Student at the Robert Irwin exhibition

A rare exhibition featuring architectural drawings and models by celebrated artist Robert Irwin has come to Pratt’s School of Architecture this fall, where it is attracting a wide range of visitors.

When Robert Irwin: Site Determined opened last year at the University Art Museum, California State University, Long Beach, it was the first museum exhibition dedicated to the creative process of one of the most significant American artists of the postwar generation. Now it has come to the East Coast for the first time, including a new work by Irwin, Belmont Shore, never shown before publicly.

“Robert Irwin is one of the most important contemporary artists to break through all of the disciplinary boundaries of painting, sculpture, and architecture by creating a new and unprecedented area of artistic research into the experience of light, space and site,” said School of Architecture Dean Thomas Hanrahan. “In creating this trans-disciplinary territory, Irwin has transformed the ways in which all artists and designers now see and experience the spaces and places we inhabit and design.  As Irwin has often said, beauty is all around us if we choose to recognize it and articulate it, and this is an important and timeless idea for all contemporary artists and designers.”

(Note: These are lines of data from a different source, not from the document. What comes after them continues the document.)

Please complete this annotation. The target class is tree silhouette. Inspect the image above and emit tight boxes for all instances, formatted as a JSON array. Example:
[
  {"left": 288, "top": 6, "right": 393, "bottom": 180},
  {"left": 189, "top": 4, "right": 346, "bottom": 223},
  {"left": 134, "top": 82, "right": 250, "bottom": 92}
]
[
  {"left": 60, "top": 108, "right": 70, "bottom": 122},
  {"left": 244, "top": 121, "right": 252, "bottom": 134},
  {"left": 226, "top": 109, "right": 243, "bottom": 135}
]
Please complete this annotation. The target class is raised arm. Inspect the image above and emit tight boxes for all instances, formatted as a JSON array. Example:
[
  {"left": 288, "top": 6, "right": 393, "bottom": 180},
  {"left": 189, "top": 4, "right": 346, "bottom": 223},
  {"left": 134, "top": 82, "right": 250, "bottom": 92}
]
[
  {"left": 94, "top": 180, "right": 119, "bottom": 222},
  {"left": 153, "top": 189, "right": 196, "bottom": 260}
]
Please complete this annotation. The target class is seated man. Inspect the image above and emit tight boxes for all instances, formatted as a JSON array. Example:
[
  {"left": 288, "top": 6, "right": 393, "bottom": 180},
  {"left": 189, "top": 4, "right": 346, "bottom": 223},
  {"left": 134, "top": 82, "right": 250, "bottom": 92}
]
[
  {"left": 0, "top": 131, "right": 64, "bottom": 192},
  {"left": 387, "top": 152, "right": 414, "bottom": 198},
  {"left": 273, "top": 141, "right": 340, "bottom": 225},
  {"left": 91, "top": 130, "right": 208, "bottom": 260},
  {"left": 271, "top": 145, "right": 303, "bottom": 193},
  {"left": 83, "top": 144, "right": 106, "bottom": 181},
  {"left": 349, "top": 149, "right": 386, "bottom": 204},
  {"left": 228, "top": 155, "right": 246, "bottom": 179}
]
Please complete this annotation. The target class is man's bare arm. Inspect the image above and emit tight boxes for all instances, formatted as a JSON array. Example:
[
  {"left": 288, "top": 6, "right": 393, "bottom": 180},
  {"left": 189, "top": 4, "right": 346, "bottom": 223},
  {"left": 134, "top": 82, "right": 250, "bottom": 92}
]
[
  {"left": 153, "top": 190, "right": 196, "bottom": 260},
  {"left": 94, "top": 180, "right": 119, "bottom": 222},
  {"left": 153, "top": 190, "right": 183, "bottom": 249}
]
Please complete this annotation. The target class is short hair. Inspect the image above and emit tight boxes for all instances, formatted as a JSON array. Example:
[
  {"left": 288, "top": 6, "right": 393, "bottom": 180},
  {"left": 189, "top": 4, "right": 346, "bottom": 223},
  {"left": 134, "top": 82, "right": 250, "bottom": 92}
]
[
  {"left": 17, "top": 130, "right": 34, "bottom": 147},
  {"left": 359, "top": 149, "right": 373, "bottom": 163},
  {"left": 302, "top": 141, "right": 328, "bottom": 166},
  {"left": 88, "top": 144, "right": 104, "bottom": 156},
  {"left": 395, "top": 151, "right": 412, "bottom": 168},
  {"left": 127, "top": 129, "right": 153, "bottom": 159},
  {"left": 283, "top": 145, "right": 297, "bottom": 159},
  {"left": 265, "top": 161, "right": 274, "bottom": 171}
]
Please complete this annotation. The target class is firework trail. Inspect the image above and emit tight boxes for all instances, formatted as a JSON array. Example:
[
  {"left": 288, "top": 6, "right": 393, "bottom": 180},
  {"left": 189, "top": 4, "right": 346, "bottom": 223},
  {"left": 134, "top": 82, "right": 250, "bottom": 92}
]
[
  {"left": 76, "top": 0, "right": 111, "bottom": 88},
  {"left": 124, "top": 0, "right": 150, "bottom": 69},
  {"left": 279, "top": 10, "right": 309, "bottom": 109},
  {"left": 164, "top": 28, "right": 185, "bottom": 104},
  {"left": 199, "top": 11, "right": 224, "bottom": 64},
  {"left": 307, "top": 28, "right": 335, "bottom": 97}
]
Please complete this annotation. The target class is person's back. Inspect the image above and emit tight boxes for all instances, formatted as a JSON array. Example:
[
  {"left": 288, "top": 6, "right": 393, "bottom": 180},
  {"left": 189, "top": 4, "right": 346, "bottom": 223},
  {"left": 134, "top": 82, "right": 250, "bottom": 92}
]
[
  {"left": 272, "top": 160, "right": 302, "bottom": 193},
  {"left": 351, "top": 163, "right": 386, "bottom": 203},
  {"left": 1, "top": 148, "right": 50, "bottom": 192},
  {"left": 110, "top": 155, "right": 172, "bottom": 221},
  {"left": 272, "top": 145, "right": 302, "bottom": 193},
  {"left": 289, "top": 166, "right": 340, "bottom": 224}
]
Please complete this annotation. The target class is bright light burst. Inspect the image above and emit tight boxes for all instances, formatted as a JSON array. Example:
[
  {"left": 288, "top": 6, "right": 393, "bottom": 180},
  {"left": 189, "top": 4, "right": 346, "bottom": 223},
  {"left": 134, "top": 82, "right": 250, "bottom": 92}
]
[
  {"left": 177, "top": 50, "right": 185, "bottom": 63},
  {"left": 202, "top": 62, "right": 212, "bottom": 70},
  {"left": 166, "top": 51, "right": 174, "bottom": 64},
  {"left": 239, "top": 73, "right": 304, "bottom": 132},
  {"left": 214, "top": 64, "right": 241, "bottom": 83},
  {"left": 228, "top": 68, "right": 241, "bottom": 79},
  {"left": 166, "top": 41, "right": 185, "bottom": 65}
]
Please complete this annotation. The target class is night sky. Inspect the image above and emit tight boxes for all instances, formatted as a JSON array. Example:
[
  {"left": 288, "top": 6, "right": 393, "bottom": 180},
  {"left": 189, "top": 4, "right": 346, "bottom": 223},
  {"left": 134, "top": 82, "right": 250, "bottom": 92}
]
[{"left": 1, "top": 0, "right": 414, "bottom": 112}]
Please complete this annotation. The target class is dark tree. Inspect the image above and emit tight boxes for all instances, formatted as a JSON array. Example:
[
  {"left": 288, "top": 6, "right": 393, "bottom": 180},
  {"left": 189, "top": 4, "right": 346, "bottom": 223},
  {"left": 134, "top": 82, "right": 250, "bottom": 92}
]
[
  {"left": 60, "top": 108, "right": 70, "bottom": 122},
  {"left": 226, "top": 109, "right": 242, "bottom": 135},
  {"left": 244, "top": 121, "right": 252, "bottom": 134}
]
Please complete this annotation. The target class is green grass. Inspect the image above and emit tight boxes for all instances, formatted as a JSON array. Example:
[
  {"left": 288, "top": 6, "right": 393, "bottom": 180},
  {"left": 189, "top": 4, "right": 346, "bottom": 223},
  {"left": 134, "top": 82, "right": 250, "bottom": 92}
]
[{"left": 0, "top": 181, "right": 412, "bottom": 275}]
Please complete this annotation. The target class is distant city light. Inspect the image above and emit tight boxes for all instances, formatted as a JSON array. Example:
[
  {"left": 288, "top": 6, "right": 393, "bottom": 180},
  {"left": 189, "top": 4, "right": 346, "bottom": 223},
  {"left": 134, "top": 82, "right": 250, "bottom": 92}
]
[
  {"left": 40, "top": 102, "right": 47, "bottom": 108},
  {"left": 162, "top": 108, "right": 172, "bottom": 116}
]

Spanning four decades of Irwin’s career, Robert Irwin: Site Determined highlights multiple projects—both built and unrealized—throughout the United States, including the Central Garden at the J. Paul Getty Center in Los Angeles and an Arts Enrichment Master Plan proposed for the Miami International Airport in the 1980’s.

An entire room is devoted to Untitled (dawn to dusk), a reconstruction of a military hospital in Marfa, Texas. Tracing the development of Irwin’s response to the site over 15 years, the drawings and models on display for Untitled (dawn to dusk) can be experienced as something of a case study, offering students and others the opportunity to gain insights into Irwin’s approach by exploring a single project from early iterations to its final conception.

Robert Irwin: Site Determined opened on September 6 with a cross-disciplinary panel discussion in Higgins Hall featuring Agnieszka Kurant, artist; Ann Reynolds, professor, University of Texas at Austin; and Frida Escobedo, artist and architect; and moderated by Sanford Kwinter, Professor of Architecture at Pratt. The panelists discussed Irwin’s tremendously influential work, and ways in which he has inspired or affected them in their own practice.

The exhibition has been covered by a range of media outlets, including Metropolis and World-Architects; and spotlighted in a number of publications, including being named an Editor’s Pick by ArtNet News and Galerie Magazine.